1[Return to Text]  Although Phil was indeed part of the 5th Army (also known as "US Army North"), that "Army" was comprised of the US II (2nd), US IV (4th) and British XIII (13th) Corps, and Phil was part of the II Corp. The US II Corp itself consisted of the US 34th, US 88th and US 91st Infantry Divisions; Phil being part of the 34th Infantry Division (or "Red Bull" Division, due to the design of its shoulder patch; which you can see in the last picture of Phil above).

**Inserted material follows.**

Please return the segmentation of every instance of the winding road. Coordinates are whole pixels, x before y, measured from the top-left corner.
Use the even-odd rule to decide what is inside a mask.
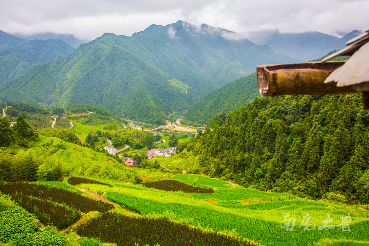
[[[51,128],[54,128],[54,124],[55,124],[55,122],[56,121],[56,118],[55,118],[54,116],[52,116],[51,117],[54,118],[54,121],[52,122],[52,124],[51,124]]]
[[[130,148],[129,146],[128,146],[128,145],[126,145],[125,147],[124,148],[123,148],[122,149],[120,149],[118,151],[117,151],[117,152],[116,152],[115,153],[117,153],[118,152],[119,152],[120,151],[121,151],[122,150],[124,150],[124,149],[125,149],[127,148]]]
[[[157,127],[156,128],[154,128],[154,129],[151,129],[151,130],[148,130],[147,131],[148,131],[148,132],[151,132],[152,131],[155,131],[155,130],[157,130],[158,129],[160,129],[162,127],[169,127],[169,126],[170,125],[171,125],[171,124],[172,124],[172,123],[170,123],[170,121],[168,121],[168,124],[166,126],[162,126],[162,127]]]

2[Return to Text]  Some time after our author sailed off on the USS Crouter, his parents moved from Stickney to 3146 Austin Blvd. in Cicero. However, some time after John and Phil returned from overseas, and both Ed and then John (and their new wives) had temporarily lived there, they finally moved back to their home at 4109 S. Highland in Stickney. The family did not leave that home permanently until John, Sr. & Mary and Dorothy, moved to another home in Riverside, IL near the end of 1962.

3[Return to Text]  In his own words, Phil: "Boarded the English transport Andes on April 18 [1943]" (Link contains: "Andes ... sailed down the coast to New York. In the next two months she made three crossings from there to Casablanca, bringing a total of 22,000 troops to Morocco for the North African Campaign.") Phil's account continues with: "Sailed from New York harbor on the 19th. Arrived at Casablanca on April 27th (morning) after one day of rough weather in which I and many others became miserably seasick. The food served on ship was poor and the conditions were exceedingly overcrowded with an estimated 4500 troops." After marching through Casablanca to the railroad, they boarded boxcars to reach their final destination. Phil added: "Another experience I'll never forget in Casablanca was the thousands of insects similar to large grasshoppers flying through the air towards us."

4[Return to Text]  Although Sicily is in the middle of the Mediterranean Sea, just like on the big island of Hawaii, it can get very cold above certain elevations on Mount Etna (see here for a beautiful snow-covered view). So it must have been somewhere up the sides of Mount Etna that Phil got his feet frozen.